Student reaction has been cautious. “I understand why this had to happen, but if we had to completely change the way we interpret the Honor Code, what does that say about us?” said an anonymous sophomore. “I think the change will be for the best; I think students highly respect the Honor Code already, but hopefully this move will help us to respect it even more.”
Walsh remains optimistic. “Our top priority is that student respect the HC to the full extent, and though it may take time, this is a necessary first step in the right direction. With this, we expect a lot from the student body as a whole. It’s imperative that the community begins to respond to true violations of the Honor Code.” •
If a student under the age of 21 is drinking, it’s breaking the law not a policy. Now, the guilt is simply taken away from the mass of the student body and the school can now truthfully say: “We abide by our honor code.” When in fact the school/students has now changed its famed honor code to cripple the foundations for what it once stood for. This is another sad change in the direction the college appears to be heading….
Jason,
I’d like to bring up a few ideas which might complicate your idea of what’s at stake here. You might find Simon Feldman’s speech to this year’s freshman class, Honor Code Ethics 101, an interesting discussion of what exactly we mean by an Honor Code, and certainly the way I think about this issue has been influenced by both this speech and its sister address at last spring’s sort-of-wonderful open forum on the Honor Code.
Basically, I think it’s important to realize that, essentially, the Honor Code as written and signed by all students only requires us to be true to our shared values (I’m paraphrasing), so it doesn’t really have any relation to law.
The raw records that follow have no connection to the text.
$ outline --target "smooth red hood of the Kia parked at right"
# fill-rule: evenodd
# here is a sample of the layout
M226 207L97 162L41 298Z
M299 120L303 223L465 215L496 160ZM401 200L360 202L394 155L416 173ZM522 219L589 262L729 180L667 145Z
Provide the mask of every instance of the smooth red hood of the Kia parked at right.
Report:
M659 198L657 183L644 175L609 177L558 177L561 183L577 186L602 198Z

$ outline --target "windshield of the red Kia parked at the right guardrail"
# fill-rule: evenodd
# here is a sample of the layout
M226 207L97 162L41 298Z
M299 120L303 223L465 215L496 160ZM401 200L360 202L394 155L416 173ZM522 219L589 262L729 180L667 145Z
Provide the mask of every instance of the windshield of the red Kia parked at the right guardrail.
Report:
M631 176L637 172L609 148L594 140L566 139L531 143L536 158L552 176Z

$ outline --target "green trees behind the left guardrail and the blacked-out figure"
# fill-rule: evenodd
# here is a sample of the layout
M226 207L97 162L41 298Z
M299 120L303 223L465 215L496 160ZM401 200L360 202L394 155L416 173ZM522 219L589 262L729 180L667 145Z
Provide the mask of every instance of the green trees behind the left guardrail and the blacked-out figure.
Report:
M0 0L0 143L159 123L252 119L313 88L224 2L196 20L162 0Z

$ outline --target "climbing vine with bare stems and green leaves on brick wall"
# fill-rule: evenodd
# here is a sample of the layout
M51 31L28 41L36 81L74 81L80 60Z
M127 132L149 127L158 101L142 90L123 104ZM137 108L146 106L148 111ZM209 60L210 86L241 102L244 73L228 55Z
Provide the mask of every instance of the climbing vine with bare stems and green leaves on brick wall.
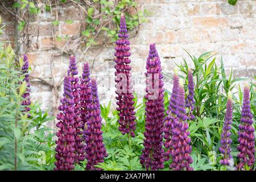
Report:
M65 16L64 20L60 19L61 11L71 8L75 9L75 13L80 19L73 20L70 16ZM56 80L52 71L53 60L57 56L72 55L77 48L80 48L85 55L91 47L101 46L102 50L105 45L114 43L118 38L121 14L126 16L127 29L130 38L133 38L138 35L140 24L147 21L144 14L148 14L146 10L138 9L137 0L5 0L0 1L0 12L10 14L16 21L15 38L18 40L15 42L15 52L17 54L27 53L33 48L38 48L40 26L31 28L32 22L43 22L46 18L52 21L51 46L55 52L52 53L50 61L51 77L50 79L34 78L51 87L53 113L57 111L58 90L65 76L62 75L60 79ZM76 35L58 34L63 22L72 26L74 21L81 23ZM103 35L103 39L99 38L101 35ZM60 42L64 42L64 44L60 44Z

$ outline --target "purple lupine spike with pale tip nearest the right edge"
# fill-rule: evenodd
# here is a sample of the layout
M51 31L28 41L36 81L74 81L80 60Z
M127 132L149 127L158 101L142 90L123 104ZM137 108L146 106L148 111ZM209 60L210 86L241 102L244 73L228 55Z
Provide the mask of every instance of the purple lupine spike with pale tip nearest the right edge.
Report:
M245 166L251 167L255 161L255 137L253 127L253 114L251 114L250 106L250 87L246 85L243 89L243 106L242 106L242 118L238 131L237 150L239 151L237 158L239 164L238 170L245 170Z

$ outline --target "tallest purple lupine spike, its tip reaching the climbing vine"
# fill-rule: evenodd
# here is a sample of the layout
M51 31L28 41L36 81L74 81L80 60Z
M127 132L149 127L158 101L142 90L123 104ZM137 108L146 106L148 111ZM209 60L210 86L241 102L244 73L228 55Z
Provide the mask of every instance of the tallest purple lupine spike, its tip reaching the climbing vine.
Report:
M117 91L115 92L117 94L117 110L119 111L119 131L123 135L130 134L131 137L135 137L134 130L135 130L135 107L133 106L133 85L131 83L131 67L130 63L131 60L129 59L129 56L131 55L130 51L130 42L127 40L128 34L127 34L127 28L125 23L125 16L121 15L120 19L120 30L118 34L119 39L117 42L115 42L115 82L117 84L115 87L117 88ZM119 88L118 88L119 87Z

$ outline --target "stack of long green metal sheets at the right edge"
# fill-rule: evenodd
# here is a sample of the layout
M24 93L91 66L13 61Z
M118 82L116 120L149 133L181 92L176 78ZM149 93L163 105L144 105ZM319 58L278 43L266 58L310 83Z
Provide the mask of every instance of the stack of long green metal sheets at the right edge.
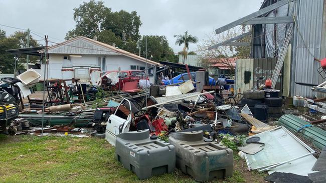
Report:
M312 141L316 147L322 149L326 146L326 131L310 124L298 116L285 114L278 119L278 122L287 129L292 129L302 134L304 138Z

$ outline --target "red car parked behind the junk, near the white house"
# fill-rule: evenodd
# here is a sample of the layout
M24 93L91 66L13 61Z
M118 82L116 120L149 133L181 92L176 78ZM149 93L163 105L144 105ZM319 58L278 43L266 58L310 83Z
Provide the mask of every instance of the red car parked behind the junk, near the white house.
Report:
M101 86L104 88L104 90L107 90L110 88L106 75L111 72L119 72L118 70L110 70L102 74L102 82ZM140 72L140 73L138 73ZM119 75L119 82L117 82L115 85L111 86L113 90L118 90L120 85L120 90L122 90L124 84L126 82L132 82L132 81L138 81L139 79L149 79L148 76L145 77L145 72L142 70L121 70L121 75ZM122 82L121 82L122 81Z

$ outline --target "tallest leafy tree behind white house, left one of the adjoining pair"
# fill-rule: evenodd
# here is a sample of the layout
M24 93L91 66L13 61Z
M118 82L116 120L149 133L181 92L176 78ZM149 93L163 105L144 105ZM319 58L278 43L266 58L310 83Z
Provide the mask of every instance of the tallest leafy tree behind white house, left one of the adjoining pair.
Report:
M98 36L104 17L108 13L111 13L111 8L106 7L103 1L83 2L78 8L74 8L73 18L76 21L76 28L69 30L65 39L79 35L88 38Z

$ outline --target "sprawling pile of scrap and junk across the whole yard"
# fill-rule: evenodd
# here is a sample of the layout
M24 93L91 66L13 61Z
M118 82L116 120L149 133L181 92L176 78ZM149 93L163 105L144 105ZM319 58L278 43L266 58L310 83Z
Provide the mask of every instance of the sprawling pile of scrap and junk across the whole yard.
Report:
M9 121L8 126L1 123L3 131L7 127L10 134L103 137L116 146L117 160L141 179L176 167L197 181L232 176L234 151L246 160L248 170L273 175L268 180L285 176L278 172L307 176L315 173L311 168L317 161L316 150L292 131L314 140L317 148L326 145L324 130L296 116L280 117L283 99L279 90L270 88L234 96L232 91L225 95L228 92L220 89L198 89L200 81L147 87L148 80L139 79L125 84L121 92L101 92L93 86L83 89L78 79L70 80L74 86L66 84L68 80L52 80L46 102L28 97L26 105L21 94L28 96L30 91L15 92L15 88L31 83L3 81L8 86L0 90L1 121ZM280 118L271 122L271 117ZM244 134L241 139L240 134ZM225 146L225 140L236 146ZM203 168L204 161L214 163ZM298 168L301 164L309 168Z

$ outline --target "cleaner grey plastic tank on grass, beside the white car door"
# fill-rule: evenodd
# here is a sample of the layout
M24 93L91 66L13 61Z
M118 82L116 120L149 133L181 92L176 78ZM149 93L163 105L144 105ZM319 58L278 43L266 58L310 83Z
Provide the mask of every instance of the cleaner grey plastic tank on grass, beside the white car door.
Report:
M176 166L175 147L157 137L150 138L148 129L118 134L115 157L140 179L171 173Z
Certainly, laws are important, but they’re not necessarily representative of our values — that’s why they’re modifiable. Drinking underage is almost never, and really shouldn’t be, a cause for guilt, provided it’s undertaken with some semblance of responsibility to one’s surroundings and neighbors. So to distinguish our values from our laws is actually valuable, as it relieves our laws of the burden of living up to our values. It also highlights the difference — values indicate how we want ourselves to behave, laws dictate how we cannot behave. So when someone sees the Honor Council, he is there because he isn’t living up to the tenets mutual respect we all pledged to uphold, in vague and florid language, when we matriculate. Prohibition of underage drinking is not a value I share, and as both last year’s forum and this year’s task force have concluded, it’s not a value most students share. However, it’s still a law, and this, I suppose, is why it’s still prohibited — thus Student Conduct Board.
I don’t view the distinction as a “sad change.” Instead, I see it as a positive reflection of some valuable and thorough thought into what constitutes honor. Honor isn’t really about respect for rules, it’s about respect for communities and colleagues. To distinguish between the Honor Code and school rules is a tacit acknowledgement that we all live under rules which are not necessarily reflective of our personal or shared beliefs, and don’t need to be reflective of them. While it doesn’t really effect any tangible change, it does illustrate something valuable — we have the ability to change laws precisely because they are NOT shared values, and thus we are free to disagree without being “guilty.” It’s the difference between a speed limit and the First Amendment.